2007-2017 might just be the greatest decade in dance music history
The last 10 years have been momentous for our culture
As 2007 started dubstep was barely out of its own niche, still really a scene of a couple of hundred mates, but by the end of that year, Caspa & Rusko's fabriclive mix had sent it supernova. By 2009 there were top 10 hits in the UK and arena shows across the USA and it kept growing exponentially until in 2012 it went off a cliff. It almost feels as if we're still reeling from the preposterousness of it all, and the full impact of what transpired in those years is still to be appreciated.
The mainstreaming of dubstep wasn't just important in its own right: it also helped reconnect the wider club scene. Because of its mongrel nature as a sound, it also formed the linking point between other scenes that had been highly atomised since the 90s. Drum ‘n’ bass, techno, house, grime, garage, reggae, electro, Chicago's footwork scene and the indie-dance of nu rave all found common ground with dubstep, and thus with each other. Whether it was Skream remixing Klaxons or Villalobos reworking Shackleton, hybridity was the name of the game as dance music surged forward.

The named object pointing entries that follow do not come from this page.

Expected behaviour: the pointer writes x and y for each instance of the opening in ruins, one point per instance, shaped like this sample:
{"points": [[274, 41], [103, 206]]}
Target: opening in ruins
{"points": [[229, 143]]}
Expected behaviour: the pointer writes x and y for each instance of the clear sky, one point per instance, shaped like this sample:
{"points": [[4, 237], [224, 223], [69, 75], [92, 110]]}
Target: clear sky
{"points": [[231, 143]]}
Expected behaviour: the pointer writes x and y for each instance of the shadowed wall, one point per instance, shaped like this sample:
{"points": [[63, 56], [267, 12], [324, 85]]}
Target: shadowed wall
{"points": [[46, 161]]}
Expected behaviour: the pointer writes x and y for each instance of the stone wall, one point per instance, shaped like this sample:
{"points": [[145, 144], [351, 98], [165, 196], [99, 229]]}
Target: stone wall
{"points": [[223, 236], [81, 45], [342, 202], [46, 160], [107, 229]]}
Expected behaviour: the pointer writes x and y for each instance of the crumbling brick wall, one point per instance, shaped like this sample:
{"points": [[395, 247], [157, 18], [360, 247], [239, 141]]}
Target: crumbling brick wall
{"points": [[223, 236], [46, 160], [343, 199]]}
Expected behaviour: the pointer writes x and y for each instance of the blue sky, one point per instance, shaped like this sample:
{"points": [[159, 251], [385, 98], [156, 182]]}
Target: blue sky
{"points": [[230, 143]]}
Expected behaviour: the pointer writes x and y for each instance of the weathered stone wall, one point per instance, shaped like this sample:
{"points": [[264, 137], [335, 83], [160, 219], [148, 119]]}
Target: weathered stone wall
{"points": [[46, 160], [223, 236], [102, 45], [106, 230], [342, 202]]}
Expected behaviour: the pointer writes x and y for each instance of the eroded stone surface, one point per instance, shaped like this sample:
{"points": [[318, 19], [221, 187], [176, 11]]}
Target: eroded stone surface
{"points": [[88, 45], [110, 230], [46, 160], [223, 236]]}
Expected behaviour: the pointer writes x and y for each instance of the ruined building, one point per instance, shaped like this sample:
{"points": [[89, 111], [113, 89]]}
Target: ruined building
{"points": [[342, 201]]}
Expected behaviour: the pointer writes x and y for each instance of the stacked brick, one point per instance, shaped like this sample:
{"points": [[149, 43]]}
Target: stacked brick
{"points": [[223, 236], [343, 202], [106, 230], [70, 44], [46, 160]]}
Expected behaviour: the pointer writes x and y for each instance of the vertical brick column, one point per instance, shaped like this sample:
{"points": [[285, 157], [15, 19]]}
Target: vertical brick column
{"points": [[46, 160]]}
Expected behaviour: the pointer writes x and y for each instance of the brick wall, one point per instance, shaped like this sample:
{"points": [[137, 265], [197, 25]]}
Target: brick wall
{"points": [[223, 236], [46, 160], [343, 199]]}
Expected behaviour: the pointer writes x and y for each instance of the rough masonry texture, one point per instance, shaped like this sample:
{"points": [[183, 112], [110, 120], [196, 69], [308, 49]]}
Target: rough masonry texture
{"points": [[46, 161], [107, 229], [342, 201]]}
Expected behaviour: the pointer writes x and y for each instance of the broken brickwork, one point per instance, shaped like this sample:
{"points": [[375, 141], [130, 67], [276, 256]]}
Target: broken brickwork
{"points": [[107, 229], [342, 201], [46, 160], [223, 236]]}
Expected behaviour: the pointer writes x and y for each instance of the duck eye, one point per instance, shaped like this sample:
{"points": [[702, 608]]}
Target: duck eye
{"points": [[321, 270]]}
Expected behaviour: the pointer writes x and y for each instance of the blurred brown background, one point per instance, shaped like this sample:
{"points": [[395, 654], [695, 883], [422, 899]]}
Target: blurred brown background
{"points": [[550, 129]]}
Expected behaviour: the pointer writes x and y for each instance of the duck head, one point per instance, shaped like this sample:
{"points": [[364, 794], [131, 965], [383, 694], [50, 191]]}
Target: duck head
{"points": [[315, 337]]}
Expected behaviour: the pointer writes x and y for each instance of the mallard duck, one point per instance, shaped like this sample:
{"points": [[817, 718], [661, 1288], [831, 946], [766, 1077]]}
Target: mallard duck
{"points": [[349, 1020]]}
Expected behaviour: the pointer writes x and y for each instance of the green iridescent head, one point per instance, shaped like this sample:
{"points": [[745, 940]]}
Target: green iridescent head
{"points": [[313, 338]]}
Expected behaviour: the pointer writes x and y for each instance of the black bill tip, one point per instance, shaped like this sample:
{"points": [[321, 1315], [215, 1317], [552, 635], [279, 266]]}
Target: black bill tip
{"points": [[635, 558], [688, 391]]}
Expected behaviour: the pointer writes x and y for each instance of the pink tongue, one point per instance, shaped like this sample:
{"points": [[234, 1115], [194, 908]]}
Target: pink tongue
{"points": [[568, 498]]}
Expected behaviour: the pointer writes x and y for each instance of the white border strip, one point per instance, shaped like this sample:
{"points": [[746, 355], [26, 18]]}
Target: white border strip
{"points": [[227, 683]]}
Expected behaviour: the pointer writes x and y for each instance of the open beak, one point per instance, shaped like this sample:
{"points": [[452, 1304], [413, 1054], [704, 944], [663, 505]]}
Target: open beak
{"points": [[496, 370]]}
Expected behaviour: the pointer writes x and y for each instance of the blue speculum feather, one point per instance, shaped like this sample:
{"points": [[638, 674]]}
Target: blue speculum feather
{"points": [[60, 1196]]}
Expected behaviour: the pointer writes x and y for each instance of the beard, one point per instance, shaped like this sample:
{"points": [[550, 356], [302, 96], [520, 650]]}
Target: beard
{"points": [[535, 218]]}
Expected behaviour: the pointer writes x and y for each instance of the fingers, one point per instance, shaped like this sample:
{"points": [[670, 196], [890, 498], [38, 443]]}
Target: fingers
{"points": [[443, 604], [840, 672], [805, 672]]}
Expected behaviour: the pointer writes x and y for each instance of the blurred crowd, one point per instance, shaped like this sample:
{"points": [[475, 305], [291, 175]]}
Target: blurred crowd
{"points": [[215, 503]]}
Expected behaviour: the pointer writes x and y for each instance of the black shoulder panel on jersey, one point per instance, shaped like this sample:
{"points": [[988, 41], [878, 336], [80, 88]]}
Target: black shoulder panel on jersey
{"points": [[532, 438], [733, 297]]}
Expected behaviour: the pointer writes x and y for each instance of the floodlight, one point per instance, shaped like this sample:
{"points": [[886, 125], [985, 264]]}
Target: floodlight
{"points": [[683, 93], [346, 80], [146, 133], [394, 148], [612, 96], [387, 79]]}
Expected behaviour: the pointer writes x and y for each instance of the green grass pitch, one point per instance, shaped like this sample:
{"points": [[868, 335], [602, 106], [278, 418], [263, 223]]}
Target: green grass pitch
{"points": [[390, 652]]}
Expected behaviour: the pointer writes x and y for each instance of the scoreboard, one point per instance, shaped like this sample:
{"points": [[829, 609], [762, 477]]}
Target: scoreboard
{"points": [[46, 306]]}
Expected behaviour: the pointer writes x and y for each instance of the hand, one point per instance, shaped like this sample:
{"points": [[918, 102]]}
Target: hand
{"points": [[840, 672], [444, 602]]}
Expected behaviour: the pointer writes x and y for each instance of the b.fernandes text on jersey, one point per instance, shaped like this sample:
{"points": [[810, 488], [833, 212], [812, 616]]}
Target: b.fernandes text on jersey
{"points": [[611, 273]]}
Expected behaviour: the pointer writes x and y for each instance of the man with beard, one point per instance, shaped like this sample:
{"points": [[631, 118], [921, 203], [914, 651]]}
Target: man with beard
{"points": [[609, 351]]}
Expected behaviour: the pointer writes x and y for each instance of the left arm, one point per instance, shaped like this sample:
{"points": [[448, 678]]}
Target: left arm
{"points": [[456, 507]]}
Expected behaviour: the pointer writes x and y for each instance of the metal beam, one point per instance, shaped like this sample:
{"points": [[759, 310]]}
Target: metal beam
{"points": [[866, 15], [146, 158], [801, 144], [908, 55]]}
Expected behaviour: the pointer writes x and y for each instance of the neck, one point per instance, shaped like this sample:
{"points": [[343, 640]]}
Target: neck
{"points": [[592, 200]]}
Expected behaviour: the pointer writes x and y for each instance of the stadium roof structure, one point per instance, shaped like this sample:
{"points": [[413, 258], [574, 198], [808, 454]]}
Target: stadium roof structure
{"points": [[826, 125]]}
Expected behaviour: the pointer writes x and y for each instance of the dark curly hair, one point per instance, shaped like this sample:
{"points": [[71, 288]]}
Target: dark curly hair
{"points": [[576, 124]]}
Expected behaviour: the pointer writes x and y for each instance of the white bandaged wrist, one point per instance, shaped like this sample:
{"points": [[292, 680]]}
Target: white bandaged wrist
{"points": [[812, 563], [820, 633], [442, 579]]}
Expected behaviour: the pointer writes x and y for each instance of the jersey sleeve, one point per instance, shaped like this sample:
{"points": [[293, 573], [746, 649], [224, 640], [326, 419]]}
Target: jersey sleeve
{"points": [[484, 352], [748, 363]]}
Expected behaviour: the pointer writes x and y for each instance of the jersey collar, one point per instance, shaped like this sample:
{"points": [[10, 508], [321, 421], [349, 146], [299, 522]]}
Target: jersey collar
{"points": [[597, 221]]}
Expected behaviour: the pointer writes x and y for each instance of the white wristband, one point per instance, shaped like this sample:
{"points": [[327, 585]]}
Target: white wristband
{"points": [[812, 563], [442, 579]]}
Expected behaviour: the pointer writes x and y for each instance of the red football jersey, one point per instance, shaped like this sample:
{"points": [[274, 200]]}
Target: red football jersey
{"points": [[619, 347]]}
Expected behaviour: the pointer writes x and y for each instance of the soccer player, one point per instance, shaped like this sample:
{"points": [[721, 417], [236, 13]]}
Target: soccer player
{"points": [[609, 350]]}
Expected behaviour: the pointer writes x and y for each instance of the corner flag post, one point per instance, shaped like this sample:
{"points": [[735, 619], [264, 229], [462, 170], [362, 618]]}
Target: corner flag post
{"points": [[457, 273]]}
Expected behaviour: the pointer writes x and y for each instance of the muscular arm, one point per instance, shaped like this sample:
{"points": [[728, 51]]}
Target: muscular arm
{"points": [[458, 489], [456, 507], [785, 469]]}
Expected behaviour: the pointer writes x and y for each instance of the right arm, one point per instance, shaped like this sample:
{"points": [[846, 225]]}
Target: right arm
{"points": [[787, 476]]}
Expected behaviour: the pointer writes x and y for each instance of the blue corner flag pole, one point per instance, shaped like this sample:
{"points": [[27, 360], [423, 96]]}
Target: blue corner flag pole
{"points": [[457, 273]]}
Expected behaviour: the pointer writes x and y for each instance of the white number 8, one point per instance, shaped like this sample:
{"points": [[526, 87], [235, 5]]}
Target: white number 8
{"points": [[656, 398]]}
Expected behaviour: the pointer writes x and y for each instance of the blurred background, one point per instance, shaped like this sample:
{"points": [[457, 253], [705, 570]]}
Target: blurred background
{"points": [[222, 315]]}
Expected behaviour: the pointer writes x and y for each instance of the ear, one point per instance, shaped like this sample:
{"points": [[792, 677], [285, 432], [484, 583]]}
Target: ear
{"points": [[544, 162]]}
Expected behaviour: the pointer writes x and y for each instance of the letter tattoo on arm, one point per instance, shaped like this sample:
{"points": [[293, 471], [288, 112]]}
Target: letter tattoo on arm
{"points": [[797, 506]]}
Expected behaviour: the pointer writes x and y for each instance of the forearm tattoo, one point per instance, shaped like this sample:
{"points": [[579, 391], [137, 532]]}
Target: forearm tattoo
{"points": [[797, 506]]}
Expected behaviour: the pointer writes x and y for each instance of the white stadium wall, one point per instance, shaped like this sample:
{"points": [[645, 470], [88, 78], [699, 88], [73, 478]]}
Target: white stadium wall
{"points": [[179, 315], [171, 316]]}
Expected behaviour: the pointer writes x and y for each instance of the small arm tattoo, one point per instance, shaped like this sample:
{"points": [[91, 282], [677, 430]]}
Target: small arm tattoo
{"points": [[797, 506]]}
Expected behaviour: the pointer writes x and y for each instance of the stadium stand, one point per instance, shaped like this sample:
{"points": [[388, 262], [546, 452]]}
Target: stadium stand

So, as the 2010s began, a raft of new generation UK labels built around tight collectives – Hyperdub, Tectonic, Night Slugs, LuckyMe, Keysound, Butterz, Numbers, Hessle Audio – each created their own vivid and distinctive styles by combining elements of what was happening around them. In the USA, similar things were happening with the likes of Mad Decent, Dirtybird and Fool's Gold, while the Californian (but also global) “beat scene” led by Flying Lotus created its own kaleidoscope of psychedelic fusions. Catch-all terms like “post-dubstep” and “bass music” couldn't hope to capture the vitality and versatility of the music that was being made, but anyone out there on the dancefloor understood it perfectly.